The Lonely Polygamist by
Brady UdallMy rating:
4 of 5 starsMy curiousity about modern polygamy peaked about 3 years ago, and I thought the discussion/creative plot-lines with this genre were pretty much exhausted, so I wasn't inclined to pick this book up. Even when it was on best-of lists last year, I didn't bite. But then my BSU alumni magazine came out and a quick browse showed Brady Udall and his much lauded book...I didn't look close enough to realize that Udall teaches at BSU--I thought he had graduated from BSU and so I ran right out to see what a product of my alma matar could produce.

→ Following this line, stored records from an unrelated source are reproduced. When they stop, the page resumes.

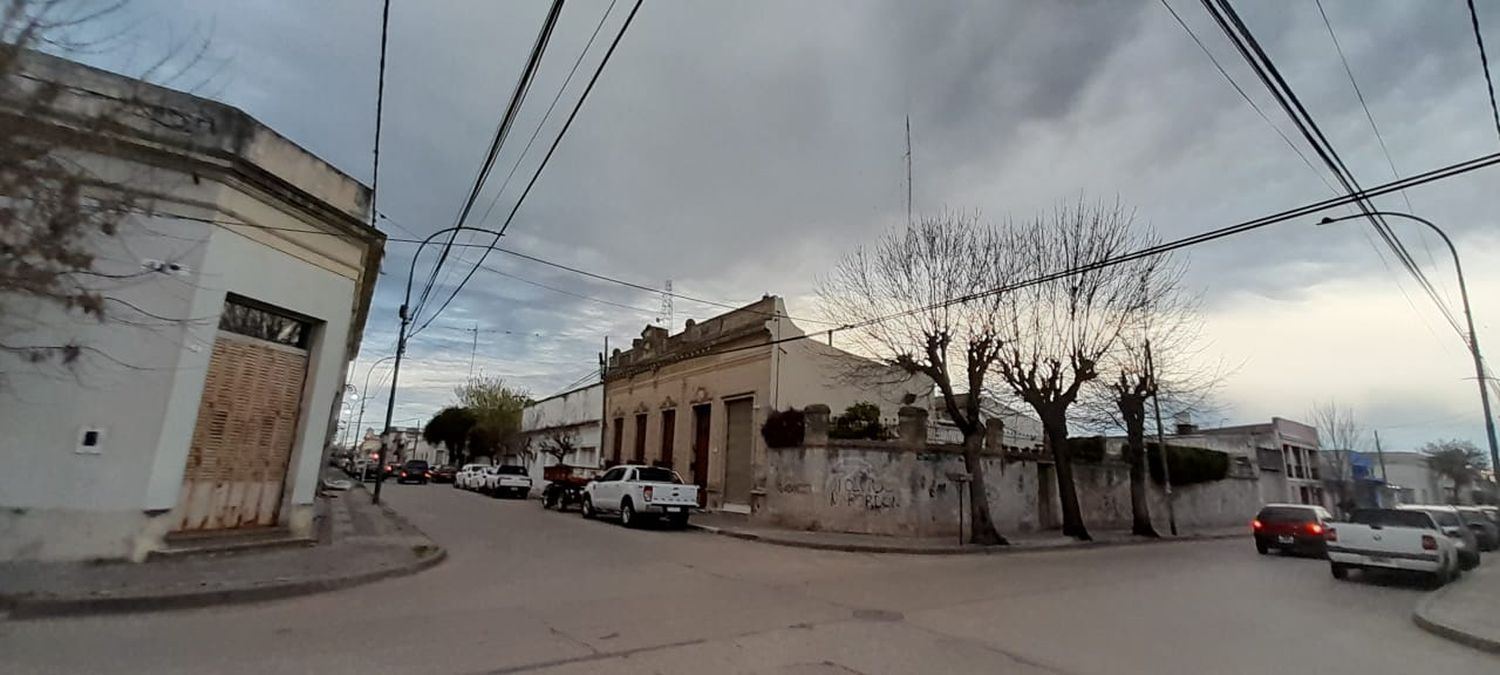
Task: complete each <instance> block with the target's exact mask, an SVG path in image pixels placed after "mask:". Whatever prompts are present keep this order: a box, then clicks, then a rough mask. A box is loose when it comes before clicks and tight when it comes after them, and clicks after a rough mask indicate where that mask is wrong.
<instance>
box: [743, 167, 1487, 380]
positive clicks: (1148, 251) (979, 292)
mask: <svg viewBox="0 0 1500 675" xmlns="http://www.w3.org/2000/svg"><path fill="white" fill-rule="evenodd" d="M1497 163H1500V153H1493V154H1484V156H1479V157H1475V159H1469V160H1464V162H1458V163H1451V165H1446V166H1442V168H1437V169H1431V171H1427V172H1422V174H1416V175H1410V177H1406V178H1400V180H1394V181H1391V183H1383V184H1379V186H1374V187H1368V189H1364V190H1359V192H1353V193H1349V195H1340V196H1332V198H1329V199H1323V201H1317V202H1311V204H1304V205H1301V207H1295V208H1287V210H1283V211H1280V213H1274V214H1269V216H1262V217H1257V219H1251V220H1244V222H1239V223H1235V225H1229V226H1223V228H1217V229H1209V231H1205V233H1200V234H1194V236H1190V237H1182V239H1176V240H1172V242H1166V243H1160V245H1155V246H1148V248H1145V249H1140V251H1134V252H1130V254H1124V255H1119V257H1115V258H1104V260H1100V261H1094V263H1088V264H1083V266H1077V267H1070V269H1065V270H1059V272H1053V273H1047V275H1041V276H1037V278H1032V279H1026V281H1020V282H1014V284H1007V285H1001V287H995V288H986V290H981V291H975V293H971V294H965V296H957V297H951V299H945V300H941V302H938V303H932V305H924V306H919V308H910V309H904V311H900V312H891V314H886V315H880V317H873V318H870V320H864V321H859V323H855V324H844V326H840V327H835V329H829V330H826V332H822V333H808V335H799V336H790V338H781V339H771V341H766V342H760V344H754V345H744V347H733V348H729V350H721V351H715V353H714V354H730V353H736V351H745V350H757V348H763V347H769V345H780V344H783V342H796V341H804V339H811V338H820V336H823V335H826V333H838V332H844V330H853V329H861V327H865V326H874V324H880V323H885V321H891V320H895V318H901V317H909V315H913V314H921V312H932V311H936V309H942V308H948V306H953V305H963V303H969V302H974V300H980V299H984V297H989V296H999V294H1004V293H1013V291H1019V290H1022V288H1029V287H1035V285H1041V284H1047V282H1053V281H1059V279H1067V278H1070V276H1077V275H1083V273H1089V272H1094V270H1101V269H1107V267H1115V266H1119V264H1125V263H1131V261H1136V260H1142V258H1149V257H1155V255H1163V254H1169V252H1173V251H1178V249H1185V248H1190V246H1199V245H1205V243H1209V242H1215V240H1220V239H1226V237H1232V236H1236V234H1244V233H1250V231H1254V229H1260V228H1266V226H1271V225H1275V223H1281V222H1286V220H1293V219H1298V217H1307V216H1311V214H1316V213H1320V211H1326V210H1329V208H1338V207H1344V205H1350V204H1355V202H1358V201H1359V199H1370V198H1374V196H1382V195H1388V193H1392V192H1398V190H1404V189H1410V187H1416V186H1422V184H1427V183H1433V181H1437V180H1445V178H1452V177H1455V175H1463V174H1467V172H1472V171H1478V169H1482V168H1488V166H1494V165H1497Z"/></svg>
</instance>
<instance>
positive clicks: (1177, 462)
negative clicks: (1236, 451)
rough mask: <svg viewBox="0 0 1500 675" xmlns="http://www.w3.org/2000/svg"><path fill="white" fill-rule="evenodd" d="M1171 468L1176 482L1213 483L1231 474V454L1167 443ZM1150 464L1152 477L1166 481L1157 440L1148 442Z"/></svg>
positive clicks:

Turns out, it is a pretty good family drama. Although I could never fully sympathize with Golden Richards, the patriarch of this little tribe--he is too passive, too timid, and phlegmatic to really be someone to root for--he probably isn't too different from people we actually know.
The opening scene has Golden arriving home from a long drive, needing desperately to pee, but unable to find an unoccupied bathroom in a house with 3 wives and 27 children. Normally, I roll my eyes at the shock-value authors use to describe bodily functions in the first chapter--which seems to becoming a trend--but this was actually one of the funniest scenes in the book.
The rest of the book is told alternately from a wife's, a child's, and Golden's point of view. Perhaps the most sympathetic (and fully realized) character is the child Rusty, who is misunderstood and only craves a little love from anyone who has time to give it. I couldn't help wondering if Udall doesn't resent growing up in a big family (he dedicated his book to his 8 brothers and sisters)for while he treats the religion with a sort of sympathetic objectivity, he drives the point home again and again that a family that size cannot meet the emotional needs of anyone. Love can only be so big...
Explosions, both literal and figurative, play prominent roles in the plots and I can almost make the connection (because there obviously is one) but if it's beyond the illustration of the volatility of man, I haven't quite worked it out yet.